I had a chance to visit the traditional restaurants in New Orleans, as well as some less popular spots. On my first day, I was quite surprised that many restaurants don’t have any vegetarian, leave alone vegan, items on the menu. That said, if you don’t drink alcohol or like seafood, you need to do your food research in advance, but it doesn’t mean that you’ll have nothing to eat in New Orleans – quite the opposite!
Here are some restaurants and cafes I visited and can recommend:
Cafe du Monde – This cafe is a symbol of New Orleans with its beignets (powdered sugar-coated donuts). Maybe I’d have had a different experience if I went to their location outside of French Quarter, but the 24/7 open-air cafe at Jackson Square felt slightly too touristy to me.

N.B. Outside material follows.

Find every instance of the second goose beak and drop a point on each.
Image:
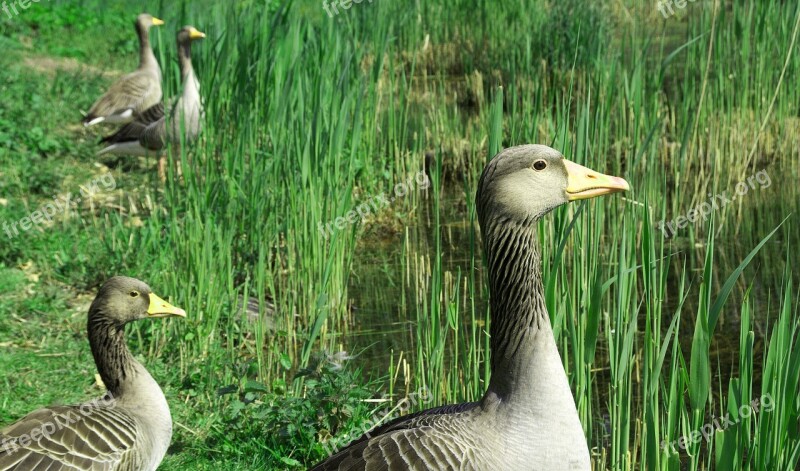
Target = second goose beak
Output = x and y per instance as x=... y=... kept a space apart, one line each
x=160 y=308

Their beignets are delicious though!
Brennan’s – So many of my Instagram followers messaged me to go to this place. Brennan’s didn’t disappoint. The setting was beautiful, and they had many great choices for brunch/lunch. I’d surely recommend and come back to this place.
Arnaud’s – The oldest restaurant in New Orleans. The place is said to be haunted, but I can’t vouch for it myself. Count Arnaud himself appears in the main dining room dressed in his tuxedo, surveying the guests and smiling at the energetic atmosphere. Guests also have reported seeing a woman in a hat casually stroll through the dining room only to disappear into a wall.
Cafe Soule & Maison Soule – I was originally going to stop by Antoine’s from 1840s, but half of their restaurant was under renovation, so I accidentally stumbled upon this spot across the street. I loved the friendly atmosphere as the servers really interacted with everyone. Food was delicious too!
Vegetarian & Vegan options:
Green Goddess – I discovered this spot through Instagram when looking at quiet streets to photograph, then stopped there for a quick bite. They have many vegan and non-vegan options.
Seed – Even if you’re not vegan you need to eat at Seed! If you go before 7:30 PM you’ll get a table quickly, but after the line became quite long. Their food is absolutely delicious (especially artichoke cakes), and I wasn’t surprised that all the locals I met loved this spot.
Mac and Moon – A small place known for vegan and gluten-free macaroons. I went there after recommendations from a few friends and after looking at Yelp reviews I feel like I’m the only person who didn’t like them 😉
There are so many more things to do in New Orleans than those I described. Everyone can find something to do whether you’re a party animal, family with kids, couple on romantic holidays, or a solo female traveler!